Seorang pria Tiongkok menolak cerai dan melarikan diri dari ruang sidang sambil menggendong istrinya

Ada adegan dramatis di ruang sidang Tiongkok ketika pria Li dengan paksa membawa istrinya Chen keluar untuk menghindari perceraian. Menurut Puasa Pagi Tiongkok SelatanChen mengajukan gugatan cerai dengan alasan kekerasan dalam rumah tangga dan agresi Li di bawah pengaruh alkohol. Pasangan tersebut, pasangan suami istri dengan pengalaman 20 tahun, memiliki dua putra dan seorang putri, tinggal di provinsi Sichuan. Terlepas dari klaim Chen, pengadilan pada awalnya menolak untuk mengabulkan perceraian, dan menyatakan bahwa rekonsiliasi dapat dilakukan karena “ikatan emosional yang dalam” dan keengganan Li.

Namun, Chen mengajukan banding, sehingga berujung pada persidangan kedua di mana emosi Li menguasai dirinya. Dia mengangkat Chen dari lantai dan melarikan diri dari ruang sidang dengan dia di punggungnya, meninggalkan istrinya yang berteriak. Petugas pengadilan segera turun tangan dan memberikan dana talangan kepada Li. Kemudian, pada tanggal 12 September, Li meminta maaf secara tertulis, mengakui pelanggaran yang dilakukannya dan bersumpah untuk tidak mengulanginya.

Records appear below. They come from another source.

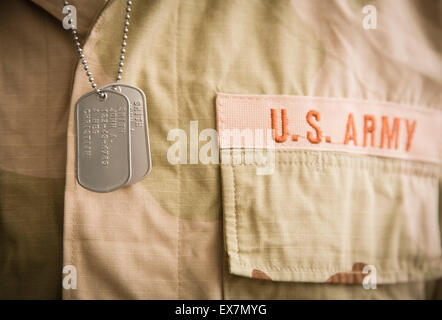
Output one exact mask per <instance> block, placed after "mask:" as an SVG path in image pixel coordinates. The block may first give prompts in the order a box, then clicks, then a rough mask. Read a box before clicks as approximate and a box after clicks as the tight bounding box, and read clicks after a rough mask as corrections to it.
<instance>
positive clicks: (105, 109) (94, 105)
mask: <svg viewBox="0 0 442 320" xmlns="http://www.w3.org/2000/svg"><path fill="white" fill-rule="evenodd" d="M102 91H103V92H104V93H105V97H104V98H101V97H100V95H99V94H98V93H97V92H95V91H93V92H90V93H88V94H86V95H84V96H82V97H81V98H80V99H79V100H78V102H77V109H76V124H77V180H78V183H79V184H80V185H81V186H83V187H84V188H86V189H89V190H91V191H95V192H110V191H113V190H115V189H118V188H120V187H122V186H124V185H125V184H126V183H127V182H128V181H129V180H130V178H131V174H132V173H131V146H130V143H131V139H130V103H129V100H128V98H127V97H126V96H125V95H123V94H121V93H119V92H115V91H113V90H102Z"/></svg>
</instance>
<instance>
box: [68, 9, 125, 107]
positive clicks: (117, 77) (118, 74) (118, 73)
mask: <svg viewBox="0 0 442 320" xmlns="http://www.w3.org/2000/svg"><path fill="white" fill-rule="evenodd" d="M68 4H69V2H68V1H67V0H64V5H65V6H67V5H68ZM131 7H132V1H131V0H127V6H126V16H125V21H124V29H123V41H122V43H121V55H120V63H119V68H118V73H117V80H116V82H118V81H120V80H121V75H122V74H123V67H124V59H125V58H126V56H125V53H126V45H127V43H126V40H127V33H128V32H129V19H130V12H131V11H132V8H131ZM72 37H73V39H74V44H75V46H76V48H77V52H78V55H79V57H80V60H81V63H82V64H83V68H84V71H86V76H87V77H88V79H89V82H90V83H91V86H92V88H93V89H95V91H96V92H97V93H98V94H99V95H100V98H105V97H106V94H105V93H104V92H102V91H101V90H100V89H98V88H97V84H96V83H95V79H94V77H93V76H92V72H91V71H90V70H89V66H88V64H87V60H86V58H85V56H84V53H83V49H82V48H81V45H80V42H79V38H78V35H77V30H76V29H72Z"/></svg>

“Dalam kegelisahan emosional saya, saya salah mengira bahwa saya akan menceraikan pemohon, sehingga saya membawanya keluar ruang sidang, mengabaikan instruksi hakim dan pejabat pengadilan yang berusaha menghentikan tindakan ekstrem saya. Sekarang saya menyadari keseriusan kesalahan saya dan konsekuensi negatifnya. Saya jamin saya tidak akan mengulangi kesalahan ini di masa depan,” tulisnya.

Yang mengejutkan, pasangan tersebut memutuskan untuk tidak melanjutkan perceraian mereka. Terlepas dari tuduhan awal Chen mengenai kekerasan dalam rumah tangga dan permohonannya untuk mengakhiri pernikahan 20 tahun mereka, dia memutuskan untuk memberi Li kesempatan lagi.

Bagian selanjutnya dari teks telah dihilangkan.